Although she admits that much of her earlier years in the house of the Lord were spent in the pews with friends “bussing joke about church deacons”, she is quick to point out that her faith-filled youth “made her childhood so rich.”

She said: “To this day, my friends, who I have known for 24 years, and grew up with me in the church, cannot meet up without laughing. I really felt engaged with my culture and my faith. For me, it was the best place to grow up.”

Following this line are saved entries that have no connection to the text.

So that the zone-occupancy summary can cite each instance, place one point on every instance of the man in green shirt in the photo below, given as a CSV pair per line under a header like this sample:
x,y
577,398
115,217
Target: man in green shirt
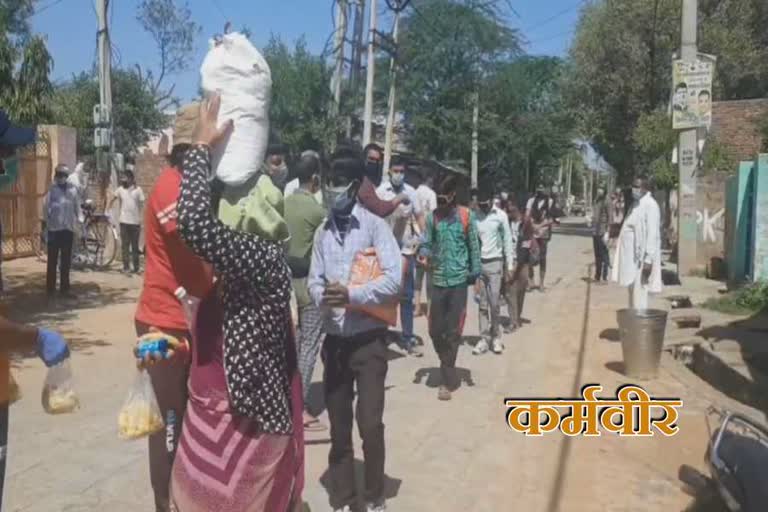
x,y
304,214
451,251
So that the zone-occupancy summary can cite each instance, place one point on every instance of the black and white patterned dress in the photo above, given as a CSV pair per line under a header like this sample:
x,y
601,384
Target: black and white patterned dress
x,y
259,352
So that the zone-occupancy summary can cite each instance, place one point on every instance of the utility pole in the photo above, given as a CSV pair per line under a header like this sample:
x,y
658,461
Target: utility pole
x,y
687,156
338,73
475,116
104,134
370,76
389,134
357,44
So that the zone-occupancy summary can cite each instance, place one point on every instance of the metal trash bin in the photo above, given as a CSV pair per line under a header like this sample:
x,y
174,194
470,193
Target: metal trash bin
x,y
642,339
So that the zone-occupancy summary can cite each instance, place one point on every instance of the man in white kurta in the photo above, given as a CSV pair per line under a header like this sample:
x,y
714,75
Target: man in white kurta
x,y
638,251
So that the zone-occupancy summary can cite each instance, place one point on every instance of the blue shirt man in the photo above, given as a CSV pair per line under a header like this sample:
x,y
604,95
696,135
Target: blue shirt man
x,y
355,351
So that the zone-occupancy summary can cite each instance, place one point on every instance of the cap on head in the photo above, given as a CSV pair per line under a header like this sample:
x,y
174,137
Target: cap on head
x,y
13,135
186,120
62,169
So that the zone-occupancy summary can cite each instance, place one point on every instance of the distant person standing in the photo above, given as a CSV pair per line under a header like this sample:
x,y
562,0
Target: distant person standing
x,y
131,199
451,250
540,210
304,215
62,211
497,261
407,222
638,254
428,200
600,222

Her house was just as musical as praise and worship at her local church. Rachel’s dad, gospel’s legendary Dalton Kerr, who she describes as “the world’s best undiscovered talent”, was a singer/songwriter, her mother was the lead of One Accord - a band comprised of the star’s aunties - and her uncles were all musicians.

“Everyone in my family is musical in one way or another,” she laughs. “Music was everywhere when I was growing up”.

Last month, Rachel released her inspirational debut single I Will Love Me to rave reviews and almost 10,000 views on YouTube.

But in an industry where scantily clad women usually accompany songs explicitly talking about sex or the female form, how does the singer, whose roots lay heavily in gospel music, honestly think she will fare?

“I feel like when you’re given a gift, after a while it won’t be boxed, it can’t be boxed. There are so many people I look up to like Whitney Houston, who also started in the church. For the longest time people wanted to box her as an R&B artist, but her voice crossed every genre possible. She did gospel, she did pop, she did R&B, the beauty of her gift was just so powerful.”

She added: “To be honest, I don’t want to pre-occupy myself with a title, my main thing is that I know my purpose and I know what my mission is. As long as my songs show that, I’ve done my job.”

But does Rachel, who, like so many of our British stars will move to the US in a few weeks, think there’s a place for gospel music in the UK?

“I’d like to be positive and say yes. I think a lot of what is said in gospel is relevant to everybody’s lives, but I think it has to be packaged in a way that can be received by the masses. I see the likes of [US gospel singer] Marvin Sapp, who is doing great things in the mainstream for gospel. You see every type of music represented in America. I hope that happens here.”

Aside from a new life in the US, what else does the future hold for the burgeoning star?

“It will be unexpected, mind-blowing and sure-proof that with God, anything is possible.”